In the centuries prior to the late 20th Century, it was believed that the element carbon only existed in two different forms: soft, conductive graphite and hard, transparent, insulating diamond.
In the 1970’s, a group from the University of Sussex developed methods for synthesizing long compounds composed of triple bonded carbon atoms. They created linear cyanopolyynes (polyynylcyanides) referred to as HC5N, HC7N and HC9N. These molecules are of interest because they are also produced by red giant stars and have been identified by radio astronomy in cloud material of interstellar medium.

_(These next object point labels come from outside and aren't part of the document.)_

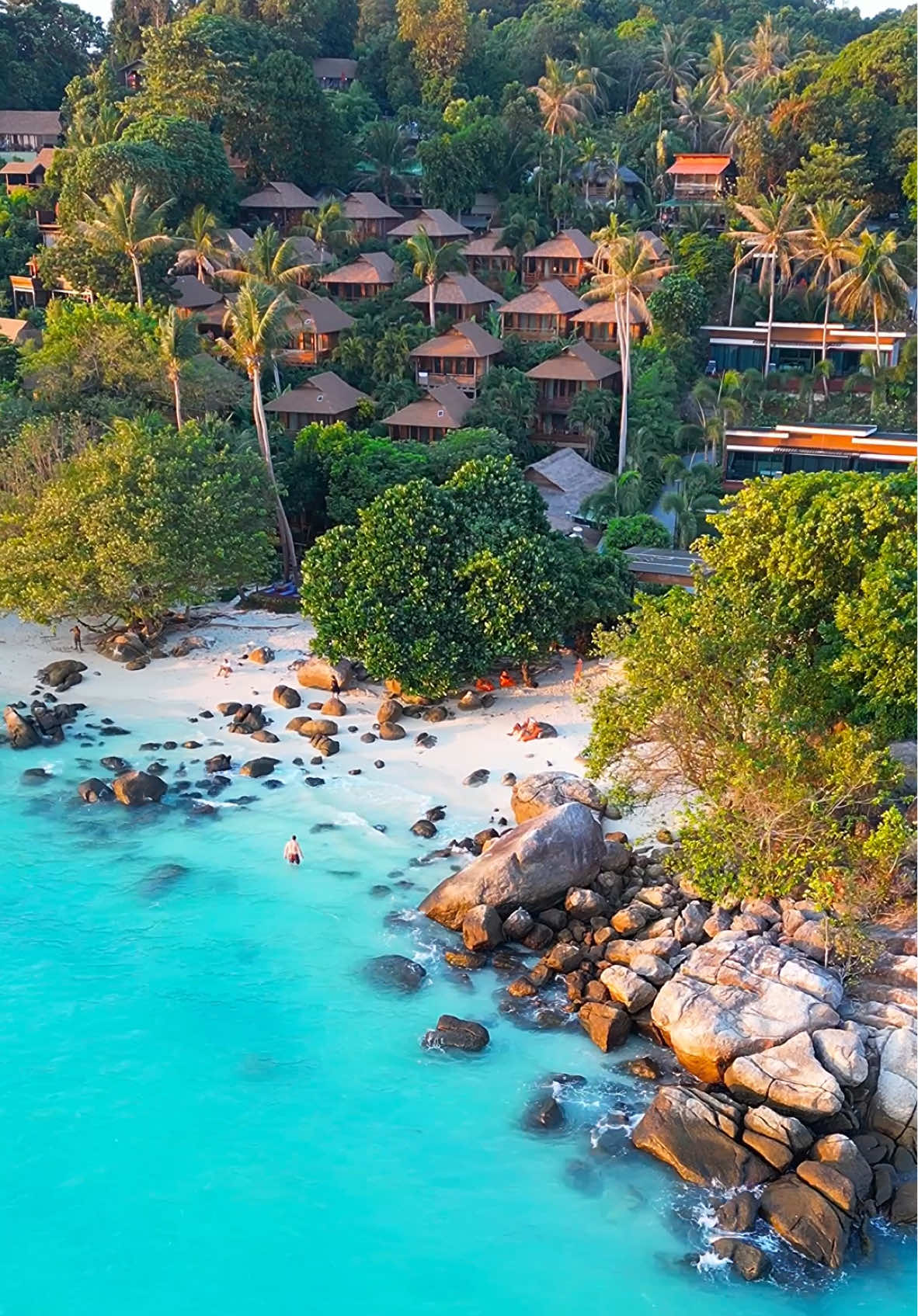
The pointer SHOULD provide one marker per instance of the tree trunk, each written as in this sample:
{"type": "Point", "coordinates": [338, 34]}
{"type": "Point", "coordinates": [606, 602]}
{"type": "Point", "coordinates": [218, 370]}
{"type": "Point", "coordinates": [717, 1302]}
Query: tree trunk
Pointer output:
{"type": "Point", "coordinates": [138, 282]}
{"type": "Point", "coordinates": [287, 547]}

In the 1980’s, Richard Smalley and Robert Curl at Rice University in Texas developed a technique using laser vaporization of suitable targets to create clusters of atoms. Harry Kroto of the University of Sussex realized that if the target material were graphite they could probe the formation of carbon chains. A collaboration was formed between the group at the University of Sussex and the group at Rice University.
The Sussex-Rice experiments took place in September of 1985. The results confirmed that large carbon chains did form. Additionally, they observed that Carbon60 (C60) molecules were created under all conditions and exhibited notable stability.
Eventually, they realized that the formation of the sixty carbon atoms resembled the geodesic structure designed by Architect Buckminster Fuller for Expo 67 in Montreal. Thus, they named the closed hemispherical shape containing linked pentagons and hexagons as Buckminsterfullerene or Bucky Balls for short.
Professors Curl, Kroto and Smalley received the Nobel Prize for Chemistry in 1996 for their discovery.
All fullerenes from C20to C100 are closed structures. Every carbon atom within the fullerene is bonded to three others forming rings that make up the closed cage. C60 for various reasons is the most stable fullerene.
Testing of C60 fullerenes has been extensive. We now know that by treating the C60 fullerene in certain ways it is possible to attach different chemicals to the fullerene. It is also known that if fullerenes are combined with, and react to, certain other elements, it will increase the fullerene's superconducting behavior.